Coles urged the setting up of a national group to supervise how lessons from inquests and reports are carried out, the group to be accountable to Parliament.

Problems inspectors drew attention to included that 40% of prisoners who did not take part in activities were locked in their cells for up to 22 hours a day and items including mattresses and pillows were in short supply.
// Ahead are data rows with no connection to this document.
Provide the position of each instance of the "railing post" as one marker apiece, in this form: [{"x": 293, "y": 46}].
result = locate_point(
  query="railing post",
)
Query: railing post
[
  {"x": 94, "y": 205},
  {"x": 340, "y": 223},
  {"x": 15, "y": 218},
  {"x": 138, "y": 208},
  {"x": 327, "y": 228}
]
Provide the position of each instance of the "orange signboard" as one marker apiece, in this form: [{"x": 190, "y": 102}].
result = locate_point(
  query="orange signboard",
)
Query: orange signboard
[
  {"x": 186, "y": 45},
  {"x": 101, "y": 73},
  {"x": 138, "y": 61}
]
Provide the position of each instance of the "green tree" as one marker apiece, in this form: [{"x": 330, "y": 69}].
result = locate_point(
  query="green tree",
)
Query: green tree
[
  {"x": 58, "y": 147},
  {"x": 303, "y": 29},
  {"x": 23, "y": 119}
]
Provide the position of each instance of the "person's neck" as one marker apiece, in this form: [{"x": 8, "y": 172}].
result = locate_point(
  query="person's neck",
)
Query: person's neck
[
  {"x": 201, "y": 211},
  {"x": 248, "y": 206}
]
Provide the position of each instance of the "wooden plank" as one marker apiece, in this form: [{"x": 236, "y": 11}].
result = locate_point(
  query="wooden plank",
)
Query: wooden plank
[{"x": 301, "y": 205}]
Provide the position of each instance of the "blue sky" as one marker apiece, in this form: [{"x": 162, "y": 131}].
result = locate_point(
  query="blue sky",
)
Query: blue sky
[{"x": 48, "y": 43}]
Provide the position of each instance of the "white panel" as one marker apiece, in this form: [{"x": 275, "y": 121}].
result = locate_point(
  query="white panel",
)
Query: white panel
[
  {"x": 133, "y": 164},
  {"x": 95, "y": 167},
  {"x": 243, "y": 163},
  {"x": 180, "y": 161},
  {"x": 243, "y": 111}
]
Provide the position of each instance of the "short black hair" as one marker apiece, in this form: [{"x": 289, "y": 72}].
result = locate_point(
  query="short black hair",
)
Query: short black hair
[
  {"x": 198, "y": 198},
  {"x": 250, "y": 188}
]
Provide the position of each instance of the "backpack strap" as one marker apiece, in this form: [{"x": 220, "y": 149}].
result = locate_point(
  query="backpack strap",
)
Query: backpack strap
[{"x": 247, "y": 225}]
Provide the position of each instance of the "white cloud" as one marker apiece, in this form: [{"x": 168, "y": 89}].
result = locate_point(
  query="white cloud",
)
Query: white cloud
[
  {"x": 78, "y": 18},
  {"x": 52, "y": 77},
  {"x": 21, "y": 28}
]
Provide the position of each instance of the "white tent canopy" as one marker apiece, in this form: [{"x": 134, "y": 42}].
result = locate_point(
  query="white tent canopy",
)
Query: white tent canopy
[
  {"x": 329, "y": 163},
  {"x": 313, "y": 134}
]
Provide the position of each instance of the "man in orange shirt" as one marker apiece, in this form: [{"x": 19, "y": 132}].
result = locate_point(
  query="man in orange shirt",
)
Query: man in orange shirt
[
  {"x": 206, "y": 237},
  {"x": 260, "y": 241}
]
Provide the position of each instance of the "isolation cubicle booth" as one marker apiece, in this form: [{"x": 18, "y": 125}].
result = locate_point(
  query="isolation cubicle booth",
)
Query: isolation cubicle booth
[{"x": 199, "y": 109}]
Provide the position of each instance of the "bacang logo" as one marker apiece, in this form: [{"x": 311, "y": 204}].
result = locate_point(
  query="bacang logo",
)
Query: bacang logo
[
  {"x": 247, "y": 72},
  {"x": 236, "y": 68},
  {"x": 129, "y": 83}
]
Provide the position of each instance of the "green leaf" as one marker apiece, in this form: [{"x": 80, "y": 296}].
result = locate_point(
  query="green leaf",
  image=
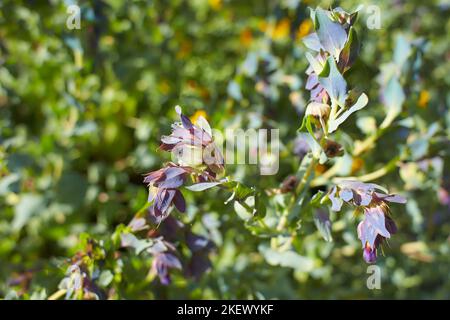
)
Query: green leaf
[
  {"x": 202, "y": 186},
  {"x": 315, "y": 147},
  {"x": 333, "y": 82}
]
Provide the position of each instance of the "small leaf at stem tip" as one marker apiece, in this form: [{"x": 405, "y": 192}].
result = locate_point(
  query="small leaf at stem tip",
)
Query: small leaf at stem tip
[
  {"x": 202, "y": 186},
  {"x": 331, "y": 34},
  {"x": 333, "y": 124}
]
The prison was originally designed for 700 men in the 1830s but the Howard League for Penal Reform states it was designed for 531.

==Notable inmates==
- In 1990 former professional footballer Tony Adams spent 57 days of a four month sentence in HMP Chelmsford for drink-driving.
- Stephen Bear, reality TV personality
- Alfred George Hinds
- Pat Terrence Tate, drug dealer linked to Essex murders
- Frankie Fraser, English gangster
- George Ince, linked to Kray twins

==In popular culture==
- The 1979 film Porridge (a film version of the Porridge TV series) was filmed almost entirely on location at Chelmsford Prison in freezing conditions in January 1979. The prison was unoccupied at the time because it was being refurbished after a fire in the centre that started in the chapel.
- The punk rock band The Sex Pistols recorded a live album here called Live at Chelmsford Top Security Prison.